Process is where all the magic happens - here is where you’ll want to parallelize things as much as possible (copying a disk, running plaso, etc.). You’ll be reading from containers pushed by previous modules (e.g. processed plaso files) and adding your own for future modules to process. Accessing containers is done through the GetContainers and StoreContainer functions of the state object.

Logging

Modules can log messages to make the execution flow clearer for the user. This is done through the module’s logger attribute: self.logger.info('message'). This uses the standard python logging module so can use functions like info, warning, debug.

Error reporting

Modules can also report errors using their ModuleError function. Errors added this way will be reported at the end of the run. Semantically, they mean that the recipe flow didn’t go as expected and should be examined.

ModuleError also takes a critical parameter, that will raise an exception and interrupt the flow of the recipe. This should be used for errors that dftimewolf can’t recover from (e.g. if a binary run by one of the modules can’t be found on disk).

Recipes

Recipes are JSON files that describe how Modules are chained, and which parameters can be ingested from the command-line.

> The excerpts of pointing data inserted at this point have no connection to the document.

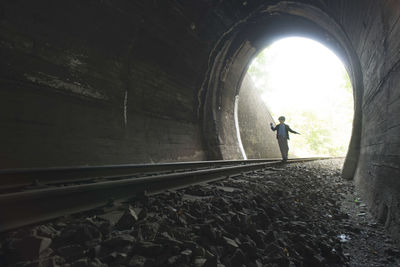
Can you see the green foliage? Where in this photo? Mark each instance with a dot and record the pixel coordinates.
(323, 132)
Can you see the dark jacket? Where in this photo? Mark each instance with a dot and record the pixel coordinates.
(287, 130)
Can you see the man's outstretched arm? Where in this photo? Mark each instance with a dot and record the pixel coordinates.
(290, 130)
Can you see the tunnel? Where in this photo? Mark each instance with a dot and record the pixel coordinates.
(91, 83)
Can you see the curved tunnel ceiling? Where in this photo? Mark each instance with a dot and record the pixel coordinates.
(236, 49)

A recipe JSON object follows a specific format:

  • name: This is the name with which the recipe will be invoked (e.g. local_plaso).
  • description: This is a longer description of what the recipe does. It will show up in the help message when invoking dftimewolf recipe_hame -h.
  • short_description: This is what will show up in the help message when invoking dftimewolf -h.
  • modules: An array of JSON objects describing modules and their corresponding arguments.
    • wants: What other modules this module should wait for before calling its Process function.
    • name: The name of the module class that will be instantiated.
    • args: A list of (argument_name, argument) tuples that will be passed on to the module’s SetUp() function. If argument starts with an @, it will be replaced with its corresponding value from the command-line or the ~/.dftimewolfrc file.
  • args: Recipes need to describe the way arguments are handled in a global args variable. This variable is a list of (switch, help_message, default_value) tuples that will be passed to the argparse.add_argument function for later parsing.

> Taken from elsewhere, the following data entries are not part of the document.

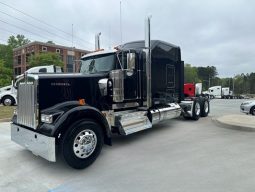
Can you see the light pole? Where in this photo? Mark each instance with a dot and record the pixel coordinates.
(233, 84)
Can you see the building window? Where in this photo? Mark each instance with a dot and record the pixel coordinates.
(44, 48)
(69, 59)
(27, 57)
(19, 59)
(17, 71)
(69, 68)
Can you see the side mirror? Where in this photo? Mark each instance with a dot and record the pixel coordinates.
(130, 63)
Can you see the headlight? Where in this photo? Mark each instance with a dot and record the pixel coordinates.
(46, 118)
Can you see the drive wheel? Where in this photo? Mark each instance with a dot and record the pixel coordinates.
(252, 111)
(196, 110)
(205, 108)
(82, 144)
(8, 101)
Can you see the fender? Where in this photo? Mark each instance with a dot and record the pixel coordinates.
(67, 113)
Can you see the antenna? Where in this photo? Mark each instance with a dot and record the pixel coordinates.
(120, 25)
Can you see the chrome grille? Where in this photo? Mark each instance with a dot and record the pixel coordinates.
(27, 104)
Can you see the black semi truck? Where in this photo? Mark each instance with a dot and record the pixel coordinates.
(122, 91)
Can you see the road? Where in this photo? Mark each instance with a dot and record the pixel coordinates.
(177, 155)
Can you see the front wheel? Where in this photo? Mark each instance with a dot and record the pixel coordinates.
(82, 144)
(196, 110)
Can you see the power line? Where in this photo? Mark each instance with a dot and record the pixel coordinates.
(26, 30)
(41, 21)
(21, 28)
(35, 26)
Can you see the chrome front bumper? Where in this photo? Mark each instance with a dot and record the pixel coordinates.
(39, 144)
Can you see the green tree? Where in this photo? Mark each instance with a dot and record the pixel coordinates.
(5, 74)
(45, 59)
(50, 42)
(17, 41)
(6, 54)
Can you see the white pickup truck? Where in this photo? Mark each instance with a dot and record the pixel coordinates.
(8, 94)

State and AttributeContainers

The State object is an instance of the DFTimewolfState class. It has a couple of useful functions and attributes:

  • StoreContainer: Store your containers to make them available to future modules.
  • GetContainers: Retrieve the containers stored using StoreContainer. It takes a container_class param where you can select which containers you’re interested in.
  • StreamContainer: This will push a container on the streaming queue, and any registered streaming callbacks will be called on the container. Containers stored this way are not persistent (e.g. can’t be accessed with GetContainers later on).
  • RegisterStreamingCallback: Use this to register a function that will be called on the container as it is streamed in real-time.

Life of a dfTimewolf run

The dfTimewolf cycle is as follows:

  • The recipe JSON is parsed, all requested modules are instantiated, as well as the semaphores that will schedule the execution of the Module’s Process functions.
  • Command-line arguments are taken into account and passed to Module’s SetUp function. This occurs in parallel for all modules, regardless of the semaphores they declared in the recipe.
  • The modules with no blocking semaphores start running their Process function. At the end of their run, they free their semaphore, signalling other modules that they can proceed with their own Process function.
  • This cycle repeats until all modules have called their Process function.